Every year Helions Bumpstead has its own Summer Fête, including a dog show and evening party, and Christmas Bazaar. A harvest supper is also organised annually to raise funds for the up-keep of St. Andrew's church. A farmers' market showcasing local produce was once held every third Saturday of the month in the village hall. The Helions Bumpstead Village Magazine, comprising news articles and pieces of writing by villagers, is printed quarterly.
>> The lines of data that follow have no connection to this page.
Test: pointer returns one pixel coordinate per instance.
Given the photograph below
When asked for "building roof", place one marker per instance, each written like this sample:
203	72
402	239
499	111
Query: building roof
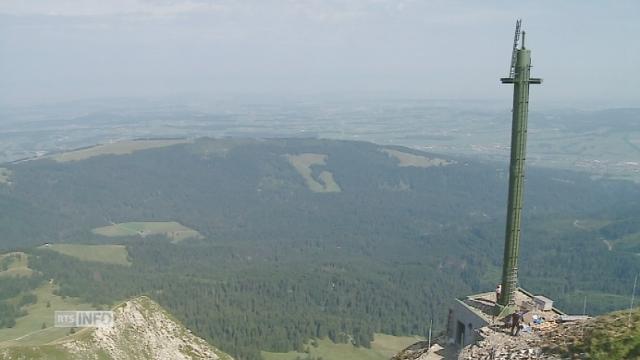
483	305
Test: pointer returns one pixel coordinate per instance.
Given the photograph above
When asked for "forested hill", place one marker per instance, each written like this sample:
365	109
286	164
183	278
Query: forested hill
262	244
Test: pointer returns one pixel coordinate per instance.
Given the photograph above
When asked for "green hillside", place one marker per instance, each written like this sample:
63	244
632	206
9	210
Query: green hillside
286	254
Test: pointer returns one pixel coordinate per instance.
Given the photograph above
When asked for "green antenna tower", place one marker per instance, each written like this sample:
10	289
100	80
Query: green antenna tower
519	76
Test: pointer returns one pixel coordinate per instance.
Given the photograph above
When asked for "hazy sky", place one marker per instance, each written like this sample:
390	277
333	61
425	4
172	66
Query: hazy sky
53	50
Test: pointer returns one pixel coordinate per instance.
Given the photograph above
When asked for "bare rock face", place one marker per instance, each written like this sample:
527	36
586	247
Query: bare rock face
142	330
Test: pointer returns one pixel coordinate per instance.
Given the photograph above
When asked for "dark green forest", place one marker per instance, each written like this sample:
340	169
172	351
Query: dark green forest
279	264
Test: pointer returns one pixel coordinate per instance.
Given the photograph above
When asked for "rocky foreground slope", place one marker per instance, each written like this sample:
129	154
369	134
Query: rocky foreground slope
142	330
614	336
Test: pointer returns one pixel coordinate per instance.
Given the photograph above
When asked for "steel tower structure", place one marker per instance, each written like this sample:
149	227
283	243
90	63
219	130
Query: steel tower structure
519	76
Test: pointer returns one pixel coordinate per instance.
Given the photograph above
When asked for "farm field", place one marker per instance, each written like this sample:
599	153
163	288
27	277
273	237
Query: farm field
117	148
15	264
303	163
110	254
171	229
407	159
28	329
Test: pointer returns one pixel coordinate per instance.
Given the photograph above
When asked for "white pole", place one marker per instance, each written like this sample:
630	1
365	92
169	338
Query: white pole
633	295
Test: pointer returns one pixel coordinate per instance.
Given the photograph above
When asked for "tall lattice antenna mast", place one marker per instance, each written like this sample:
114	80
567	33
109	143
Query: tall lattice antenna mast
516	39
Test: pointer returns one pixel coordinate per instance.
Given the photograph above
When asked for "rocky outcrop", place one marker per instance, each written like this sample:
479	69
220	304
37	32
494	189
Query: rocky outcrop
141	330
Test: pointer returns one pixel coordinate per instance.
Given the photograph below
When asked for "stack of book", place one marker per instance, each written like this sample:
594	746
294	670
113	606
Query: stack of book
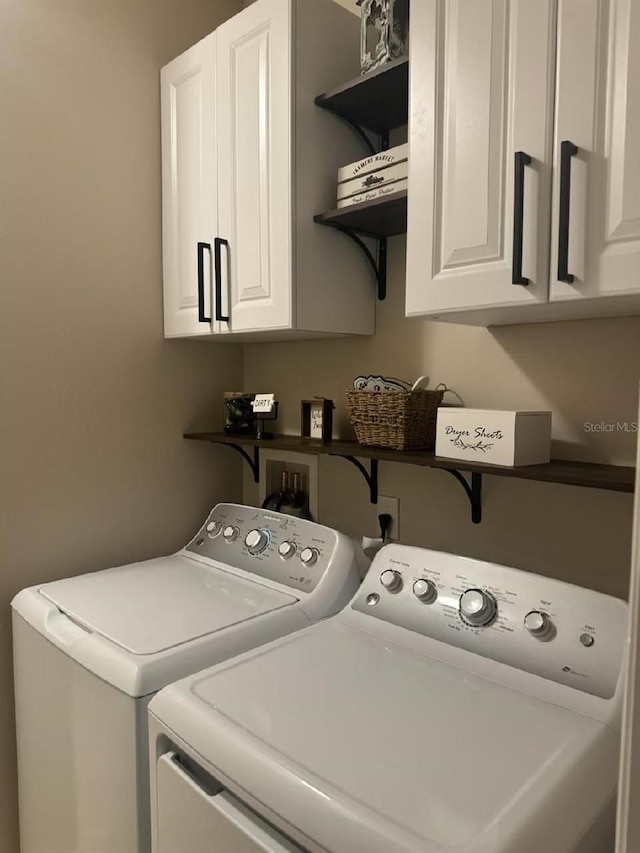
379	175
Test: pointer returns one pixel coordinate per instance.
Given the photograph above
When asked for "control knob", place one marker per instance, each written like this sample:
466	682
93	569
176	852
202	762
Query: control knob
425	591
230	533
257	540
287	549
538	624
391	580
477	607
309	556
213	528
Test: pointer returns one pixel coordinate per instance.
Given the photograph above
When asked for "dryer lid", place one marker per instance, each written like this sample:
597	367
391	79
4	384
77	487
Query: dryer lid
150	607
364	744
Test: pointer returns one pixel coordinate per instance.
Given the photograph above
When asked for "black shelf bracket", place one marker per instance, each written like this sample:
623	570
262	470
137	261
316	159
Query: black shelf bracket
473	491
254	463
378	265
370	476
382	139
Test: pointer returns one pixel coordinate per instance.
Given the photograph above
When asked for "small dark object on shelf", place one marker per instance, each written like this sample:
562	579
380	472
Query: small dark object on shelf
316	419
261	418
238	413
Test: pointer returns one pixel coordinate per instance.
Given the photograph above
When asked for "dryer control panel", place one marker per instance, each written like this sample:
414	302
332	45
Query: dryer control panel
559	631
282	548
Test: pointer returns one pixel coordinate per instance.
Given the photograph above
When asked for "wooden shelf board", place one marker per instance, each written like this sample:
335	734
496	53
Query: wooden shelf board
378	101
615	478
385	217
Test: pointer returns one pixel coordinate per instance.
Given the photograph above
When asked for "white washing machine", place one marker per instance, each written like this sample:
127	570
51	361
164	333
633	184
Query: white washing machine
91	651
454	705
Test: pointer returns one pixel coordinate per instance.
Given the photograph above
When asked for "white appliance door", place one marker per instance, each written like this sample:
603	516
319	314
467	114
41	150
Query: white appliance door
150	607
628	830
364	745
192	819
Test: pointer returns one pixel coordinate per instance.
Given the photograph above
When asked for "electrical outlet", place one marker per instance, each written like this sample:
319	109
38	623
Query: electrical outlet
392	507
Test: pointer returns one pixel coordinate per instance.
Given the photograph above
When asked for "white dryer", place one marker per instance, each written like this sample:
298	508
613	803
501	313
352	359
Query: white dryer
454	706
91	651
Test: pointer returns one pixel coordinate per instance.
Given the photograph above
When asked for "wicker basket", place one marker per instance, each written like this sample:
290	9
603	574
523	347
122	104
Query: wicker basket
403	420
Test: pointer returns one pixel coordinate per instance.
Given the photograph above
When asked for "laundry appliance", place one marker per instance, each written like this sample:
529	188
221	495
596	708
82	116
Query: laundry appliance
453	706
91	651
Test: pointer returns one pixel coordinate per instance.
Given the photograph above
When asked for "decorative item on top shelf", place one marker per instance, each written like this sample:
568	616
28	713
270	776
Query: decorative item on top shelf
509	438
316	419
376	176
384	32
265	408
238	413
397	416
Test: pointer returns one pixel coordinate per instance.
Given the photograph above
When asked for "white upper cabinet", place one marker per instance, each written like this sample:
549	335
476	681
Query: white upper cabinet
596	198
524	199
255	148
479	176
248	159
189	188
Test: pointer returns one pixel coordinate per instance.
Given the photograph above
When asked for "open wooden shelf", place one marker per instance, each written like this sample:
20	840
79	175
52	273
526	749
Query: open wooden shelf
591	475
378	101
615	478
381	217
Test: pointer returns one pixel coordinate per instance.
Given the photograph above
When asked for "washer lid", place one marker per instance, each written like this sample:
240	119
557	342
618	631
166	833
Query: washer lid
149	607
363	744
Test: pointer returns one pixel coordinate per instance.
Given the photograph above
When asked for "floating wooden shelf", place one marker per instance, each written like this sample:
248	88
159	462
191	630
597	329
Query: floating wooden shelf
615	478
381	217
377	102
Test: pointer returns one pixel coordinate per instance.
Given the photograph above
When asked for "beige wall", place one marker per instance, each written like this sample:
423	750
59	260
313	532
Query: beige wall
582	371
93	468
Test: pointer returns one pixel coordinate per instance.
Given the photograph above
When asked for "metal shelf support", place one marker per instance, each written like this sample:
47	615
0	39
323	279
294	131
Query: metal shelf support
370	476
473	491
254	463
378	265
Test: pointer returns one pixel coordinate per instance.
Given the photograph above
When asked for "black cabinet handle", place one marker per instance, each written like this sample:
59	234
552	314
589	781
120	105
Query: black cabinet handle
521	160
217	243
202	317
567	151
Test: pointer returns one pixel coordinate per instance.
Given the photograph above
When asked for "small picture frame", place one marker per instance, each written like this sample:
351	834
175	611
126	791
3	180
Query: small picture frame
316	420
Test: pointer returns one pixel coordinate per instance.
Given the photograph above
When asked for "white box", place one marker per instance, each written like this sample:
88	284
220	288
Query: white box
374	162
370	195
373	180
494	437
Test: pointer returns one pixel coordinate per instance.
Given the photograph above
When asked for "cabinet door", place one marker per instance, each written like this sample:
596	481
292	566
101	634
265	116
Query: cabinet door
480	134
254	145
596	197
189	189
193	820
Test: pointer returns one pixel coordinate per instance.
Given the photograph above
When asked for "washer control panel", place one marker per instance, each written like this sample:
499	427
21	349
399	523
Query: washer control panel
288	550
559	631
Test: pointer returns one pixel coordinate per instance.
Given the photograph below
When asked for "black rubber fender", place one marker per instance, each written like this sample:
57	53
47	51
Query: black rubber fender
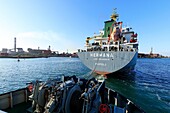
41	97
73	103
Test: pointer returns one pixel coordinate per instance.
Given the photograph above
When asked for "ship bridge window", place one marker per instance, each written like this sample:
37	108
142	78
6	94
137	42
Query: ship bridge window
108	29
127	29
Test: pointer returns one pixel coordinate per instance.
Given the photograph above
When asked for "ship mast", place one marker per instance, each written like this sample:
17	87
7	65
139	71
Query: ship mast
114	16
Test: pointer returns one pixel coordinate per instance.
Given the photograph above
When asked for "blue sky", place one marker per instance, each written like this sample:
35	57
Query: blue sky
65	24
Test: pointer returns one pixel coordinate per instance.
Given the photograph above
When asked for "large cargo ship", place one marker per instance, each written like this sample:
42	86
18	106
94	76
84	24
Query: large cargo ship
114	49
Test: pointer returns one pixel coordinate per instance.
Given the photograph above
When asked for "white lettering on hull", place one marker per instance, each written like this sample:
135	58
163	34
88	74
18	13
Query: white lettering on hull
100	64
104	55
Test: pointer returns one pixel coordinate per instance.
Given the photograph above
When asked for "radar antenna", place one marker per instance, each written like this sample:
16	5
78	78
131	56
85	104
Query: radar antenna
114	16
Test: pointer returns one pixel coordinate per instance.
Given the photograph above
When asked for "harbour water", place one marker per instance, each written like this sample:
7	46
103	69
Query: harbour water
148	85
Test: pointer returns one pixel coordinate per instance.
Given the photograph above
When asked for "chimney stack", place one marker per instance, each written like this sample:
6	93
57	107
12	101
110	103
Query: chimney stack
15	44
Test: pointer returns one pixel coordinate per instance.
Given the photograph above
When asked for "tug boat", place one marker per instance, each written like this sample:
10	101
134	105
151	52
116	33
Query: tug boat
114	49
68	94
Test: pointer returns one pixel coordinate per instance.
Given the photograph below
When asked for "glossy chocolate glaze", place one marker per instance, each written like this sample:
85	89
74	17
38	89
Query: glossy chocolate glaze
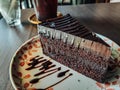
72	26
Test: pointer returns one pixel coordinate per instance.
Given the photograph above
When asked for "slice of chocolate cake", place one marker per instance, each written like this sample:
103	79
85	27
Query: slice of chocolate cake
68	42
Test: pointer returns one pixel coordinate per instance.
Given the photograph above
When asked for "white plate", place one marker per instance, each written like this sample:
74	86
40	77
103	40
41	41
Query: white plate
20	77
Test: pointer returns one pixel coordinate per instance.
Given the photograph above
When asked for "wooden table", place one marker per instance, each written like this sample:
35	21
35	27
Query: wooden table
101	18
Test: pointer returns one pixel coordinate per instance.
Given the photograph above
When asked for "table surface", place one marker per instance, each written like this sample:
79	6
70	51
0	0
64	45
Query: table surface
100	18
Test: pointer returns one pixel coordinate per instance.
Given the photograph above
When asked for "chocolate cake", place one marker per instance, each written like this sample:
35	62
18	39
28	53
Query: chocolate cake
70	43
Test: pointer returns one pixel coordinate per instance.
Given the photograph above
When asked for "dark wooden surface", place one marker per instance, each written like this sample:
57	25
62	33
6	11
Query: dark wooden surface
101	18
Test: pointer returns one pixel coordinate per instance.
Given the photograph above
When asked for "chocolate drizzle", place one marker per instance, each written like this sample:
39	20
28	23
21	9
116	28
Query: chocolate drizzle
61	74
45	67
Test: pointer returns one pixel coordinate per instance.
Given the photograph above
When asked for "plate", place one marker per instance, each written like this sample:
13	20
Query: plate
28	75
33	19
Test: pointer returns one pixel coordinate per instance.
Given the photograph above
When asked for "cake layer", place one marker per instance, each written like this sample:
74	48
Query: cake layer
84	56
68	42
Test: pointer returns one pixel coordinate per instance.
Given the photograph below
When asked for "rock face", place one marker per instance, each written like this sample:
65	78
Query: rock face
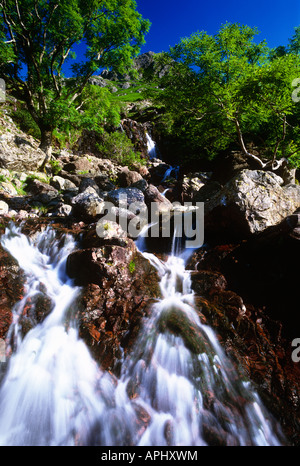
249	203
119	286
88	205
11	289
248	293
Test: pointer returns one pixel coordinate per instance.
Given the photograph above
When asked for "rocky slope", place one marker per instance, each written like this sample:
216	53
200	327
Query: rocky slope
244	277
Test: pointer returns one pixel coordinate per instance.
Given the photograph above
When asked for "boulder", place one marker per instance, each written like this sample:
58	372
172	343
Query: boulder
249	203
18	151
4	207
153	196
119	285
124	197
41	192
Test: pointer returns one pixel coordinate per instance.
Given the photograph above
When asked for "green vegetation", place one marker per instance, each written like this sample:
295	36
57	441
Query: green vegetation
208	94
131	266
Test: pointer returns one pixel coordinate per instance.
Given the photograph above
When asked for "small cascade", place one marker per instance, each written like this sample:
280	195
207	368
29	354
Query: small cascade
151	147
176	388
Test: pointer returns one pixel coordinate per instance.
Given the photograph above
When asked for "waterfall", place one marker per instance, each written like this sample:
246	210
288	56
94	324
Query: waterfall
176	387
151	147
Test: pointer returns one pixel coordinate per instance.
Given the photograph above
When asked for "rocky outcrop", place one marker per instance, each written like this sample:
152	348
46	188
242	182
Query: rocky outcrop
119	286
249	203
248	293
18	151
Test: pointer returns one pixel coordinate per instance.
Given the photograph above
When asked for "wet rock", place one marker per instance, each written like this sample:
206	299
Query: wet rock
4	207
249	203
154	197
252	310
41	192
125	197
63	184
128	177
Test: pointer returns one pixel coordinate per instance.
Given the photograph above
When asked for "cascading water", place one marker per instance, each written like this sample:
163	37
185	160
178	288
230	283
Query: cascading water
176	388
151	147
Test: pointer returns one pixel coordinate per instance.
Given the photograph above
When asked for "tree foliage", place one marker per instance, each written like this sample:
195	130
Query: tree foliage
37	42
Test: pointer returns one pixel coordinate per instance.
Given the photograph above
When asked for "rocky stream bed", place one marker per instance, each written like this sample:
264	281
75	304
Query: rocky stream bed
245	277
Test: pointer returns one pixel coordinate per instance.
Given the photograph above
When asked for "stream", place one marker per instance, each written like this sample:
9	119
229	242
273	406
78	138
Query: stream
173	390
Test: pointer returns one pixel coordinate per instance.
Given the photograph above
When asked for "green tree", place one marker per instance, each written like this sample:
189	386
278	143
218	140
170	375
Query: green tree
226	88
38	39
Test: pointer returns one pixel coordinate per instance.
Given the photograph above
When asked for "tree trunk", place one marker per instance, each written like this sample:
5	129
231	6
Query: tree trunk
46	143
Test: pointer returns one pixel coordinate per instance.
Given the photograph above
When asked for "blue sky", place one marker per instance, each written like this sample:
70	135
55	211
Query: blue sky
173	19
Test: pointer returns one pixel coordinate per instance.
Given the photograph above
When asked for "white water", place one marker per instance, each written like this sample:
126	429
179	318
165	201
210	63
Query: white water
151	146
55	394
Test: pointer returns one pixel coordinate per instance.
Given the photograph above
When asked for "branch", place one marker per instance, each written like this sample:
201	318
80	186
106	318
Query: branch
280	140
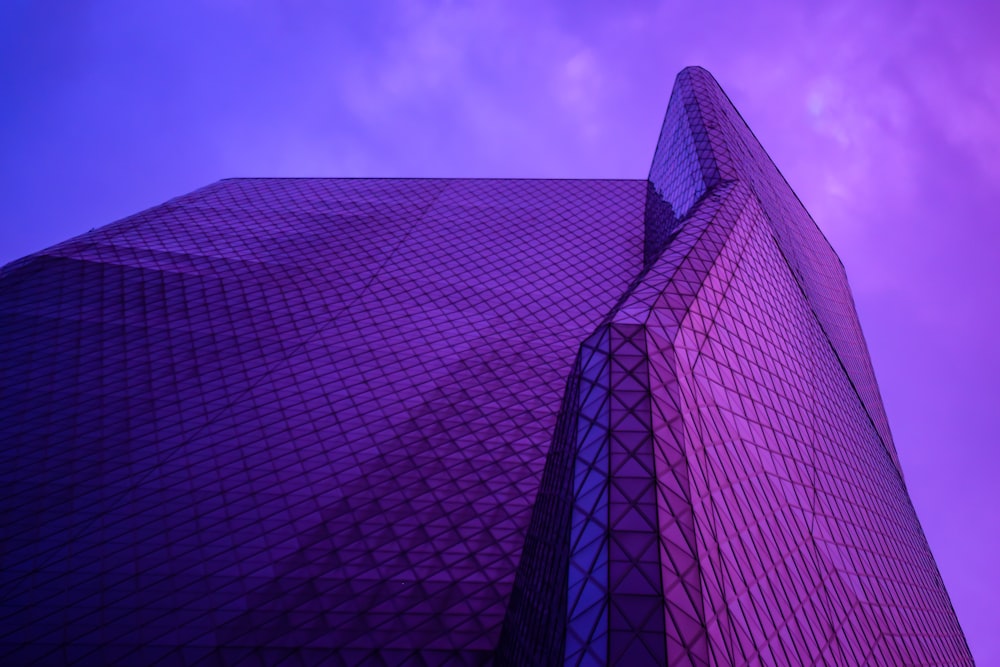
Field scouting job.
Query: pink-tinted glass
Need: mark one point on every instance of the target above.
(446, 421)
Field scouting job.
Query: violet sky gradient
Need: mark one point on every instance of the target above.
(883, 116)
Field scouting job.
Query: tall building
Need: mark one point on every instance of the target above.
(451, 421)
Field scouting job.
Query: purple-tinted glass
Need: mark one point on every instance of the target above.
(446, 421)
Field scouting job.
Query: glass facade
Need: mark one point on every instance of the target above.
(452, 421)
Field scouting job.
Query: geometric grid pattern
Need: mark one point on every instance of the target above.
(730, 491)
(449, 421)
(293, 421)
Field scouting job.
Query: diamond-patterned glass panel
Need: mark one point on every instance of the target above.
(451, 421)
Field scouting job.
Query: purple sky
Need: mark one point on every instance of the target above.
(884, 117)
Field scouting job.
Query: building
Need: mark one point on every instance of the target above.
(451, 421)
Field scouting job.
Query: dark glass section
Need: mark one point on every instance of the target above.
(447, 421)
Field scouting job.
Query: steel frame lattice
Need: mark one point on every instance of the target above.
(452, 421)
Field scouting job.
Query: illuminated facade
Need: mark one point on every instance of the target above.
(452, 421)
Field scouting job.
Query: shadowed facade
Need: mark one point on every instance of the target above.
(448, 421)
It is subsidised by the sale of advertising space, which also adds to funds for the village hall.

There is an annual Boxing Day walk, when people meet up at the Three Horseshoes car park and, each year, walk a different route around the village.

The Silver Jubilee of Queen Elizabeth II was marked with the presentation of a village sign, featuring the village symbol (a red badge with a white diagonal cross), which stands in centre of the village. At the time of the Queen's Golden Jubilee, the village held a large fair in her honour. A board featuring photographs of the event was temporarily erected inside the village hall to commemorate it.

==Etymology==
The name Bumpstead, once referring to the whole area now known as Steeple and Helions Bumpstead, is first attested in a charter of 1042—albeit only in a copy of the mid-twelfth century—as Bumsted and Bumsteda; it next appears in the Domesday Book of 1086 (in the spellings Bumesteda, Bummesteda, and Bunsteda). The first element of the name is agreed probably to have been the Old English word bune, in this context meaning 'reeds' (though it could also mean 'flax' or 'hemp')—either because the settlement was named for the presence of reeds themselves, or because it was named after a river called Bune that had itself been named for its reeds. This interpretation fits the presence of a river characterised by reeds running through Steeple Bumpstead. The second element is thought either to have originated as Old English stede, meaning 'place', or hām-stede, meaning 'homestead'. Thus the name once meant something like 'reed-place' or 'place on the River Bune'.

In time, two distinct centres developed, with the Helions part taking on the name Bumpstead Magna (Great) and the Steeple district Bumpstead Parva (Little). The 'Helions' part of the name Helions Bumpstead comes from the name of the landowner Tihel the Breton, also known as Tihel de Herion, who came from Helléan in the Morhiban district of Brittany: William the Conqueror rewarded Tihel with the manor of Bumpstead for his participation in the Norman Conquest. (The name of Steeple Bumpstead arises from the presence there of a church tower.)

==History==
Helion Bumpstead's manor house is on a hill facing due east; the church is on a small mound less than half a mile away. In the seventeenth and eighteenth century the lords of the manor were the Reynolds family, which produced several distinguished politicians and judges.

In the Sages End area of the village, a spring called the 'Dropping Well' was the source of the best water in the village. It was noted as running at four gallons a minute in a report by Hubert Airy in 1871 when he visited the village to investigate the poor sanitary state that existed there. Even in the summer months the spring ran nearly two gallons each minute, enticing the inhabitants of Castle Camps to walk there when really hot weather dried up their watering holes. 'Dropping Well' was the source of much of Helions Bumpstead's water, as it made its way down Sages End road to join the main rivulet near the crossroads, thence to flow eastward into the River Stour and to the sea at Harwich.

During the 1914 Farm Workers' strike, the village hosted many talks by leading socialists including Sylvia Pankhurst which attracted the highest turnout of over 2,000 people in July.

The De Havilland Mosquito, one of the most famous aeroplanes of the Second World War, was tested on the airfield near Castle Camps. As of the early 2020s, many of the hangars in which the planes were constructed were still standing.

=== Notable residents ===
The actor Norman Pierce, known for his role as Jim Sturry in the 1942 Ealing Studios film Went the Day Well?, as well as many other roles in films including Saloon Bar, The Four Feathers and The Life and Death of Colonel Blimp, was a resident of Helion Bumpstead and died there in 1968 aged 67.